Cambiano i “ferri del mestiere”anche per i rapinatori. Pistola e fazzoletto sul viso non servono più per svaligiare una banca. Ora usano il pc e una connessione internet. Bastano pochi click di un hacker per scovare file “scottanti”, mettere fuori uso sistemi informatici o semplicemente dimostrare il proprio “passaggio” sul web senza fare danni. Magari soltanto per poi pavoneggiarsi con gli amici.
Protagonisti di queste bravate talvolta sono insospettabili ragazzi tra i 13 e i 16 anni. Mentre gli amici giocano a pallone o con la playstation, loro si piazzano al computer a caccia di siti da “bucare”. Conoscono tutti i trucchi della rete, ticchettano sulla tastiera codici “matrix” a velocità supersonica. Imitano le gesta dei grandi hacker del passato, come Johan Helsingius e Tsutomu Shimomura. Il resto lo fa il tempo: giorno e notte cercando di aggirare le protezioni, in cerca di sfide sempre più entusiasmanti.

È cominciato per “scherzo”
Cinquant’anni fa, quando venne utilizzato per la prima volta il verbo “to hack” (cioè “tagliare”), nessuno pensava di legarlo al mondo dell’informatica. In origine indicava gli scherzi che gli studenti americani rifilavano ai propri compagni e professori. Solo dopo il 1968, con l’arrivo dei primi computer, il termine fu affibbiato a chi era capace di scrivere un software in poco tempo o a cambiarne le impostazioni anche solo per gioco.

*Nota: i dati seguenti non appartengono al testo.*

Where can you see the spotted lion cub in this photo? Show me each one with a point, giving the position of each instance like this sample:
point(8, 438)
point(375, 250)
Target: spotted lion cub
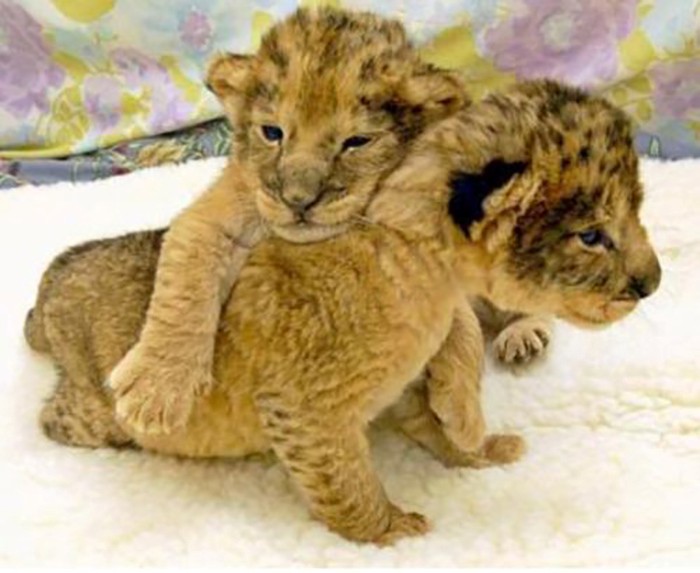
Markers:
point(322, 112)
point(529, 199)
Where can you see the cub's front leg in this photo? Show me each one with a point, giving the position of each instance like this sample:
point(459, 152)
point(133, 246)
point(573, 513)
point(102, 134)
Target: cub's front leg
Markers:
point(327, 454)
point(443, 411)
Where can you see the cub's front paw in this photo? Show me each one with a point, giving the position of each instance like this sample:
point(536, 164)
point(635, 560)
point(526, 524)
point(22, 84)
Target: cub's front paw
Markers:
point(523, 340)
point(154, 395)
point(403, 525)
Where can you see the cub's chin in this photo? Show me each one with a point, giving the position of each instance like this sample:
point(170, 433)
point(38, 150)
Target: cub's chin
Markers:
point(307, 232)
point(596, 318)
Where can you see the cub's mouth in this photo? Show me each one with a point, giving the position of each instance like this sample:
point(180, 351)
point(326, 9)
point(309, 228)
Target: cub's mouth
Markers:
point(307, 231)
point(600, 317)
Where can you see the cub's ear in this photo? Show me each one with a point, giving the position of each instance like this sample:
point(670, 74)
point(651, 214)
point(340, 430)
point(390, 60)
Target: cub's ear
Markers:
point(434, 93)
point(470, 190)
point(228, 74)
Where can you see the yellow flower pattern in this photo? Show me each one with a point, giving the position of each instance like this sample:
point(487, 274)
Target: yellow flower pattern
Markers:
point(76, 75)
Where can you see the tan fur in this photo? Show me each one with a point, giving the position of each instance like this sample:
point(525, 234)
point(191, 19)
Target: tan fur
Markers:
point(317, 340)
point(322, 77)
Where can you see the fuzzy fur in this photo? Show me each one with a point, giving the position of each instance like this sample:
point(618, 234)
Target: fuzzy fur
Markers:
point(318, 340)
point(320, 78)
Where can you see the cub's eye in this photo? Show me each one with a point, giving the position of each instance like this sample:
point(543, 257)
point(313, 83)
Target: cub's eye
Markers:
point(272, 133)
point(355, 141)
point(595, 237)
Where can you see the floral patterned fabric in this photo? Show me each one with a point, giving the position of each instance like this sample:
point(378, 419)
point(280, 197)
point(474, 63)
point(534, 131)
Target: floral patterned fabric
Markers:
point(80, 75)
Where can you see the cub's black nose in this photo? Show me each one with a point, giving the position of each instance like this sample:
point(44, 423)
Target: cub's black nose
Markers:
point(641, 287)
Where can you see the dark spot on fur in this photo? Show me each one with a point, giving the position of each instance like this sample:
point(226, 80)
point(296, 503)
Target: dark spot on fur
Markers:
point(469, 190)
point(557, 138)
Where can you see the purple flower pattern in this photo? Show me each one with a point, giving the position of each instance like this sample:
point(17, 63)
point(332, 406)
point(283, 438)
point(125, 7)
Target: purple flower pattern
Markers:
point(27, 72)
point(570, 40)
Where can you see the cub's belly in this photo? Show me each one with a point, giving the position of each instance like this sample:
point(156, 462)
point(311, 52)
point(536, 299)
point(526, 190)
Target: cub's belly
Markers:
point(221, 425)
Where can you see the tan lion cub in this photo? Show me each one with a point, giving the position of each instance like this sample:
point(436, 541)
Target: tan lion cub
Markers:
point(318, 340)
point(321, 114)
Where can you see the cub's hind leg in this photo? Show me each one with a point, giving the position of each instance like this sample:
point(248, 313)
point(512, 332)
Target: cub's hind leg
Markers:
point(80, 415)
point(80, 412)
point(414, 417)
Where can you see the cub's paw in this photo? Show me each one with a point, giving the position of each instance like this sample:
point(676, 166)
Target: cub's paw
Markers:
point(501, 449)
point(523, 340)
point(403, 525)
point(154, 395)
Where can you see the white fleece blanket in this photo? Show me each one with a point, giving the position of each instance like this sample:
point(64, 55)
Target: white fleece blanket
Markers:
point(612, 419)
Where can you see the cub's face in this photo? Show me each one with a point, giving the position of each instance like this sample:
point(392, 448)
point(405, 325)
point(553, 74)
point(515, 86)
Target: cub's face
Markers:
point(324, 111)
point(577, 247)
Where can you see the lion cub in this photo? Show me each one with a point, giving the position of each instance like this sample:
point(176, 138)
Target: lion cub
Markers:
point(321, 114)
point(529, 199)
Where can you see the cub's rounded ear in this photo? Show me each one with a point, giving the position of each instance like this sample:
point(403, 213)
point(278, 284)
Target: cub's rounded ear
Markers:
point(228, 74)
point(434, 93)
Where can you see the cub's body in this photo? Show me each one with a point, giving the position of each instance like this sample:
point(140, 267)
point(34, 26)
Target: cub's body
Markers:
point(300, 316)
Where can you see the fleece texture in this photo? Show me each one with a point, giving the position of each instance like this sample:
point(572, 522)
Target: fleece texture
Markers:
point(612, 419)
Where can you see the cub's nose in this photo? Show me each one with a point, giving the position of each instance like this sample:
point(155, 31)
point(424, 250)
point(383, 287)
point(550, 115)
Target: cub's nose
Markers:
point(645, 285)
point(298, 200)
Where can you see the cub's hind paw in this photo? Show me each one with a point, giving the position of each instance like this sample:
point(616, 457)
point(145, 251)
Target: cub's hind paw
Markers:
point(403, 525)
point(500, 449)
point(523, 340)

Oggi lo spirito scherzoso non è cambiato. Molti lasciano un segno del loro passaggio, utilizzando nickname o loghi ben impressi sulla home page del sito, accompagnandoli con facce sghignazzanti e battute ironiche. Ad accendere la voglia di “hacking” è il gusto della sfida e il desiderio di valutare le proprie capacità. Più i siti sono blindati e più l’hacker va all’attacco.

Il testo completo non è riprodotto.